Unit 99 will look to challenge singular functions of high rise buildings, looking at data, where available, we will speculate on future environments /parameters which allows us to take and make informed decision about architecture today. We will start by looking at the high rise typology. A relatively new addition to the urban landscape which has become synonymous with the contemporary city, providing solution for office, housing and a number of other needs across the globe within a relatively efficient footprint. Our main aim here is to challenge their mono functionality. However, with the onset of COVID 19 questions have been raised in regard to the dormant city centre these high rises generate, numerous competitions announced over the summer seek to understand the future of such developments in the context of the city. Our proposals will seek to generate complex spatial environments of the future, looking at social cultural and technological changes and developments as the basis for our proposals. Current data collection and forensic understanding of urban growth and pattern will be an integral part of our process.

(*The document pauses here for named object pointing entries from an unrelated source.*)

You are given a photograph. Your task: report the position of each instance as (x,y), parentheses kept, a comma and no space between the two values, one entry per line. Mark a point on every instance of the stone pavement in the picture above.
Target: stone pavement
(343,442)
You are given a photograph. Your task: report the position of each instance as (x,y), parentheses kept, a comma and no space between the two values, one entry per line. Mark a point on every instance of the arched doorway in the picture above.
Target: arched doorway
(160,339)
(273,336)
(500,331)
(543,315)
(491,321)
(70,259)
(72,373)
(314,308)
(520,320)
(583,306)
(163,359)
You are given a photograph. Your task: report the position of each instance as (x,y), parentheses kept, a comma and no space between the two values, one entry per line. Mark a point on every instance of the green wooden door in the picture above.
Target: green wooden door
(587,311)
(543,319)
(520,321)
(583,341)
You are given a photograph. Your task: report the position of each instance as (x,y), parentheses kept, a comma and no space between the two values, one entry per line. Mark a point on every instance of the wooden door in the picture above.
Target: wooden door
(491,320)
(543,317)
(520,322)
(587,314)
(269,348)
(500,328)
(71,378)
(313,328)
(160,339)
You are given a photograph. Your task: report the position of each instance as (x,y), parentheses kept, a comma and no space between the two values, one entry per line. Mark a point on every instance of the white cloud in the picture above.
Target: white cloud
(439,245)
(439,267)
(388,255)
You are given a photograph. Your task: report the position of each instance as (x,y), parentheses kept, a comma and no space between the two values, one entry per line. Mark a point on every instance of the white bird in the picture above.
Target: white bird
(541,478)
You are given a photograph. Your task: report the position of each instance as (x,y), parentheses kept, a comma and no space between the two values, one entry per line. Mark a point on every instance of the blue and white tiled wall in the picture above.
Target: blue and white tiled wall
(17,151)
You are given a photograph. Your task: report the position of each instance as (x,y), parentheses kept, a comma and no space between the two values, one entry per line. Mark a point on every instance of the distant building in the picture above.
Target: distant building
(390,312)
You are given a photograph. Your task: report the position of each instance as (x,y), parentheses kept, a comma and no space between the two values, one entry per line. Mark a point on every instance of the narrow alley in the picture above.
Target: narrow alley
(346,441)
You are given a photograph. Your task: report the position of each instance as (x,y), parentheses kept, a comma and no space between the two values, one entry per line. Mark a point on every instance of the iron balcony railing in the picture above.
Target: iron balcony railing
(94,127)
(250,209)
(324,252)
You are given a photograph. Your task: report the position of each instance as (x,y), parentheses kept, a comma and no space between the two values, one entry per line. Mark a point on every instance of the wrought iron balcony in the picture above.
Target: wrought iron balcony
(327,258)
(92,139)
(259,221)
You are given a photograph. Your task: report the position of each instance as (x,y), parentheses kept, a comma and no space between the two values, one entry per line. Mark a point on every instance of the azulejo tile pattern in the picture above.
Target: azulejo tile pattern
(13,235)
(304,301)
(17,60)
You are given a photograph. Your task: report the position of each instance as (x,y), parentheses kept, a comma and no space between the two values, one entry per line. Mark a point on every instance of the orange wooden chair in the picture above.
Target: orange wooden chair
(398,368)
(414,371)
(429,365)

We will start this year by looking at the Lloyd’s building in London. With the retirement of Richard Rogers this seems the best opportunity to revisit this great building to understand its context and how it become an icon of the city. We will look at an Understand the underlying principles of it, the inside out building, the efficiencies this strategy offers and the many different parts of its unique design that enable it to take shape. The aim here is to Understand fundamentals of the high rise typology and to be able to abstract aspects to regenerate new and interesting ideas in regards to its future within the city. We will look at and understand, Structure, Organisation, Core, Services and all other elements and begin to put forward ideas which challenge the normative approach to this. Once understood we will begin to apply our proposals to unique settings and context across the world.